Free Fiction Monday: Heroics
Maxwell Scobel writes about heroes for a living. He studies them, imagines them, imagines being them. But when a routine drive turns into a fight for his life—and the life of his soon-to-be-adopted three-year-
old daughter—he must rise to the occasion. Or lose everything he never knew he held dear. Voted One of the Top Ten stories of the year by Ellery Queen Mystery Magazine readers.
“Heroics,” written by Edgar-award nominee Kristine Kathryn Rusch is free on this website for one week only. The story is also available for $2.99 on Amazon, Barnes & Noble, Smashwords, and in other e-bookstores.
The free story will be available for one week only. If you missed this one, click on the links above. There’s another free story lurking somewhere around the site. Track the story down, read, and enjoy!
Great story. Makes me think of my current pet peeve I keep running into when I read Romances… kids/babies are involved and the heroine wants to assert herself by haring off after the bad guys. Makes me nuts. I have nothing against women taking off after the bad guys… or men taking off after the bad guys… but you only do it when someone has the initial, most important job, of keeping the children safe.
It’s one thing when I’m reading an old Bourne novel and his wife leaves the babies and I think (possibly unfairly) that it’s because a man wrote it, and another when it’s a romance. You’d think that these people never had children and had those nightmares where you head off to battle the alien invasion and get back to the underground bunkers and CAN’T REMEMBER WHERE YOU LEFT YOUR KIDS. Well, okay, the first part of that is probably my unique nightmare, but I’m pretty sure that all parents dream that they’ve lost their children.
I’m the same way, Synova.
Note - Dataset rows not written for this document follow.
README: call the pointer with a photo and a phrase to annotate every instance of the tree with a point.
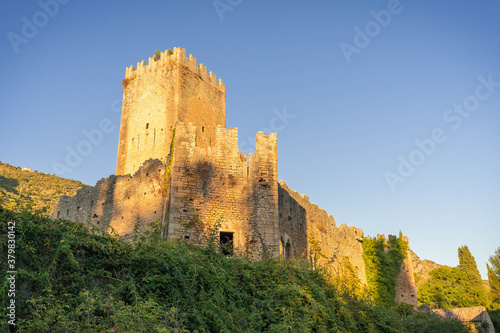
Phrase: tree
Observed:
(494, 281)
(452, 287)
(495, 262)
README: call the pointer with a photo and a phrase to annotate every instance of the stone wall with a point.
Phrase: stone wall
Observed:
(406, 292)
(335, 243)
(220, 189)
(159, 95)
(119, 202)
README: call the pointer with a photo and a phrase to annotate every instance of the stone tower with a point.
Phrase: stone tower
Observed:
(159, 95)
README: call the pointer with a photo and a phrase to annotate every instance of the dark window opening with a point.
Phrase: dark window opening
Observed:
(226, 243)
(288, 250)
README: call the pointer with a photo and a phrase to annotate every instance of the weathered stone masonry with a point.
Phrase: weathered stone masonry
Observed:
(178, 165)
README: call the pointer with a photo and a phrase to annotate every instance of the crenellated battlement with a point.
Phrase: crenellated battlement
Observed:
(168, 61)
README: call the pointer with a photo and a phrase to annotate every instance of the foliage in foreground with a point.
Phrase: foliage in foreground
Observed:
(455, 287)
(383, 261)
(71, 279)
(36, 189)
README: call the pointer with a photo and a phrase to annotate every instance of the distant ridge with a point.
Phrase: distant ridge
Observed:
(20, 187)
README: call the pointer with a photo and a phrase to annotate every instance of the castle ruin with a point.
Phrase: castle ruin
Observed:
(179, 166)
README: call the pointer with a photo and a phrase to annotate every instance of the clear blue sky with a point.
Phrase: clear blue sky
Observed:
(363, 80)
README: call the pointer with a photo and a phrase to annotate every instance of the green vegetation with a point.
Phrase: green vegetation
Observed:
(494, 280)
(35, 189)
(383, 261)
(71, 279)
(455, 287)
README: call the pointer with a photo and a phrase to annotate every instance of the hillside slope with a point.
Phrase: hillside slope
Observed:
(72, 279)
(36, 189)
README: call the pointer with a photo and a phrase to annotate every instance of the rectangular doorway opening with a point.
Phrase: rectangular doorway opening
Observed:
(226, 243)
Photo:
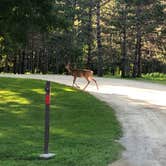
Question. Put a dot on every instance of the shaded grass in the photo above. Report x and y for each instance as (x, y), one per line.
(83, 130)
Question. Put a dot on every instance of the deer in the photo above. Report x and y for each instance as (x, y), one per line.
(87, 74)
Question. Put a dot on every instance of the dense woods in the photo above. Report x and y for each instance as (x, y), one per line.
(126, 37)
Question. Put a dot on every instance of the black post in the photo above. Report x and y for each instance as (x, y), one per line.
(46, 154)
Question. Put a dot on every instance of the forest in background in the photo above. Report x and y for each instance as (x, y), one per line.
(126, 37)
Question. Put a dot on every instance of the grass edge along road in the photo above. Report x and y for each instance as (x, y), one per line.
(83, 130)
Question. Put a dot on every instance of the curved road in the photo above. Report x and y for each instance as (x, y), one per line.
(141, 109)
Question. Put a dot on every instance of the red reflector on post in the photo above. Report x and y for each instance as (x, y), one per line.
(47, 99)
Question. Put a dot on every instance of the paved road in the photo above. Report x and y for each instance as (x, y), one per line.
(141, 109)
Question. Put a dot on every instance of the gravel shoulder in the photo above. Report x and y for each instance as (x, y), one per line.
(141, 109)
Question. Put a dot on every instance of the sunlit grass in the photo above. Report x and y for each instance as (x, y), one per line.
(7, 96)
(83, 130)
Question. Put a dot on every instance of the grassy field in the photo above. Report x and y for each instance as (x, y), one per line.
(83, 130)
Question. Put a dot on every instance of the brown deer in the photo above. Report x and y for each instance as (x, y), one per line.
(87, 74)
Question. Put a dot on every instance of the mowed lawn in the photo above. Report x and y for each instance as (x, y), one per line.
(83, 130)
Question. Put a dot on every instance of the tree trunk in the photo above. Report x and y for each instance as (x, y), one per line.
(99, 45)
(137, 59)
(89, 42)
(124, 63)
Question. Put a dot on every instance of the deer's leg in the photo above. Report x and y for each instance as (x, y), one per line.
(74, 80)
(87, 83)
(95, 83)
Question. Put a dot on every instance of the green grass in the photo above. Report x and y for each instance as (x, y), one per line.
(83, 130)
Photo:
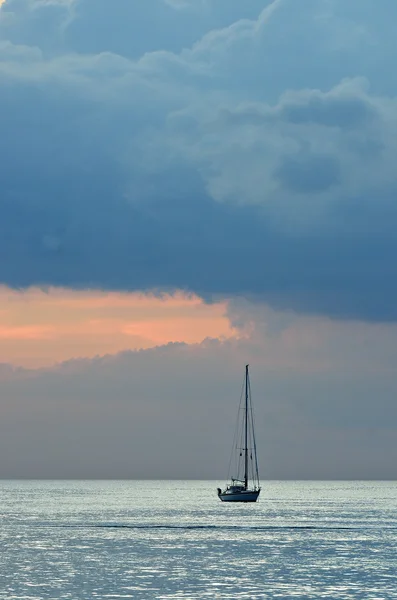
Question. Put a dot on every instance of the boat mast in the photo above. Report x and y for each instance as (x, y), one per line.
(246, 431)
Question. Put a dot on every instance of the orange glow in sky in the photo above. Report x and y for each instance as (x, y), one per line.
(39, 328)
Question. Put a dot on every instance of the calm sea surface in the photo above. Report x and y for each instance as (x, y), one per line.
(175, 539)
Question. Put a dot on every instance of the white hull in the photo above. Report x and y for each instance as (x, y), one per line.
(244, 496)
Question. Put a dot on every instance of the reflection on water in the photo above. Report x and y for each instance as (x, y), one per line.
(142, 540)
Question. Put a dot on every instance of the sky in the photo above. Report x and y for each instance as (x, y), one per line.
(187, 186)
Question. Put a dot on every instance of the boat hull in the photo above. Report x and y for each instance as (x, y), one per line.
(244, 496)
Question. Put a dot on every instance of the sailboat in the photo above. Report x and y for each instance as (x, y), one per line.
(244, 486)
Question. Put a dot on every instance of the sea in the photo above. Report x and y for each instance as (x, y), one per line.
(175, 539)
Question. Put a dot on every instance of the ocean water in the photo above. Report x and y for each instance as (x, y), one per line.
(175, 539)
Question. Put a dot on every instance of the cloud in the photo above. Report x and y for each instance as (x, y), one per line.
(222, 149)
(323, 394)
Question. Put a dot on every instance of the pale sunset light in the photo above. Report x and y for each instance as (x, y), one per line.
(39, 328)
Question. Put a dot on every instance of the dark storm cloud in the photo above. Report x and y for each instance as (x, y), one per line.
(218, 149)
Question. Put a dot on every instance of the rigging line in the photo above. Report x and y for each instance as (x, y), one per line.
(253, 432)
(235, 437)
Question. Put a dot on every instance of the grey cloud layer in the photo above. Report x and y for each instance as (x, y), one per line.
(202, 145)
(325, 411)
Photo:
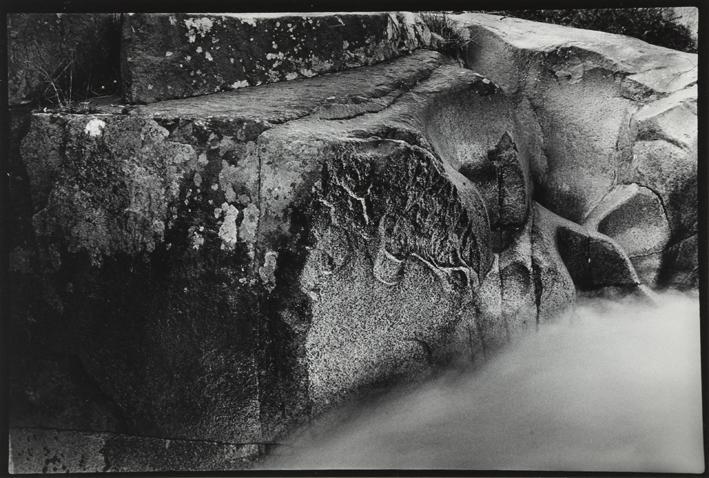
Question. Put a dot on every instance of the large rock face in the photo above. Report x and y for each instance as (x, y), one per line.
(220, 269)
(61, 57)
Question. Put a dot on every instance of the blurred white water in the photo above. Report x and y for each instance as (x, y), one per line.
(615, 388)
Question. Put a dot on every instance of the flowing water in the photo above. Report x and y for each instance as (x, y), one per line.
(616, 387)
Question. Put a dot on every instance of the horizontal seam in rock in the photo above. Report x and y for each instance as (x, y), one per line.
(111, 434)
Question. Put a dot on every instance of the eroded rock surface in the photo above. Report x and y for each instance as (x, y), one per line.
(178, 55)
(219, 269)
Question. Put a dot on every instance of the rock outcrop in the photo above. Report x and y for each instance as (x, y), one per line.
(603, 114)
(180, 55)
(219, 269)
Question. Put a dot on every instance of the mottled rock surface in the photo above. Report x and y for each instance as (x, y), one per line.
(46, 451)
(179, 55)
(201, 275)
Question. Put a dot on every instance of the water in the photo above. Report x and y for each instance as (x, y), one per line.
(616, 388)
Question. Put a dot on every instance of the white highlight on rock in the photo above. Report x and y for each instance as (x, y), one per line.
(197, 26)
(95, 127)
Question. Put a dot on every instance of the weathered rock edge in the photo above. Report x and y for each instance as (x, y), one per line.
(180, 55)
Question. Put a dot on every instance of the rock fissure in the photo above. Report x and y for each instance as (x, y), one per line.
(229, 265)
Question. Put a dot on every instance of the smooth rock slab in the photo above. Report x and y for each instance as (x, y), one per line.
(585, 98)
(180, 55)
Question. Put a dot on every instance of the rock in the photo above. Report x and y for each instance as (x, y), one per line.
(224, 268)
(680, 265)
(688, 17)
(44, 48)
(519, 306)
(502, 184)
(189, 236)
(571, 79)
(554, 289)
(34, 450)
(635, 218)
(672, 119)
(180, 55)
(594, 260)
(671, 172)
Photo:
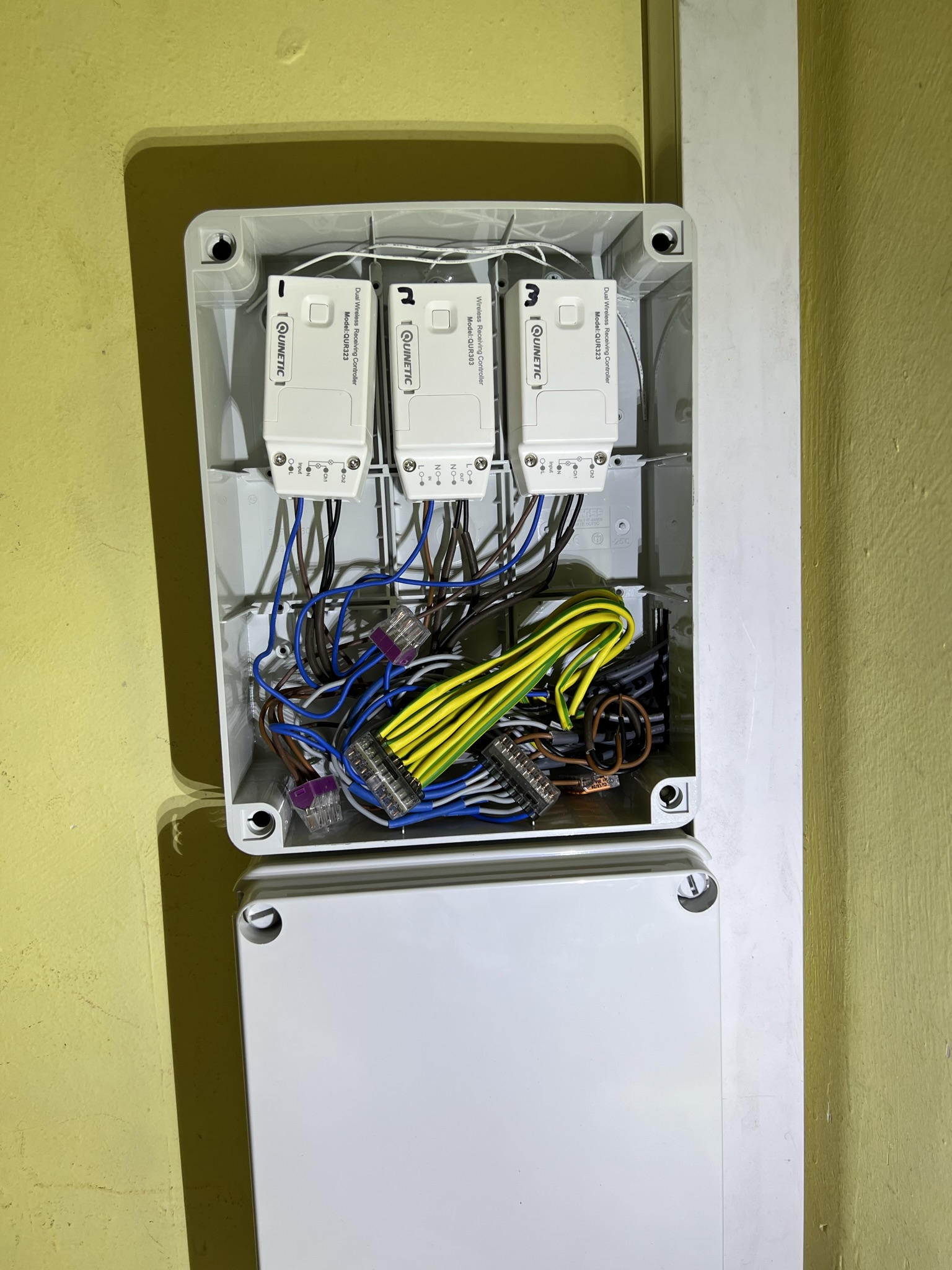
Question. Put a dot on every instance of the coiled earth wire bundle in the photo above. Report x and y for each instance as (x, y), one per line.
(583, 636)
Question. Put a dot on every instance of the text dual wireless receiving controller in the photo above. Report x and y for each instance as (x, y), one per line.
(563, 399)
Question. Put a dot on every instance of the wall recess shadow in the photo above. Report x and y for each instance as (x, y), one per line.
(169, 183)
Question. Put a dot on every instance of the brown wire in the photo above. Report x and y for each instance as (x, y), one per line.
(593, 723)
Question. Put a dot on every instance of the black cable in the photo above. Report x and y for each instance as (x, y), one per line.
(522, 588)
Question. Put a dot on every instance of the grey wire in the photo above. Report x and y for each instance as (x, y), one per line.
(638, 363)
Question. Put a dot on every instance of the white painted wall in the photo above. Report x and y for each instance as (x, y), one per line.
(741, 180)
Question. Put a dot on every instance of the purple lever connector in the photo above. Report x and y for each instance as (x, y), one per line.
(304, 796)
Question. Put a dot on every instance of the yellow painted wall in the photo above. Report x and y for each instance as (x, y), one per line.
(90, 1163)
(876, 115)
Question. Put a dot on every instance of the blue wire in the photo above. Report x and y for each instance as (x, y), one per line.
(381, 578)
I yell at the TV screen “What about the kids???” sometimes. I also yell at the screen, “There’s someone behind you!!!” so maybe the yelling isn’t indicative of anything except my own insanity. 🙂
Thank you for the nice comment.
One word: riveting. I realized I wasn’t even breathing for a good portion of the story. I see how you got voted one of the top 10 stories.
Thank you for sharing, that is one hell of a good tale. Now I gotta go tell people to come read.
Thank you. I’m glad you enjoyed it, Edmund.
I’m glad it’s a short story, I would have stayed up half the night to see how it ended.
And a little strange to read it on the same day that there was a story in the paper about a Burger King employee who drove off with a pair of robber’s car while they were in the restaurant.
Thanks, Tony. I’m glad you enjoyed it. 🙂 I hadn’t seen that news story. How bizarre.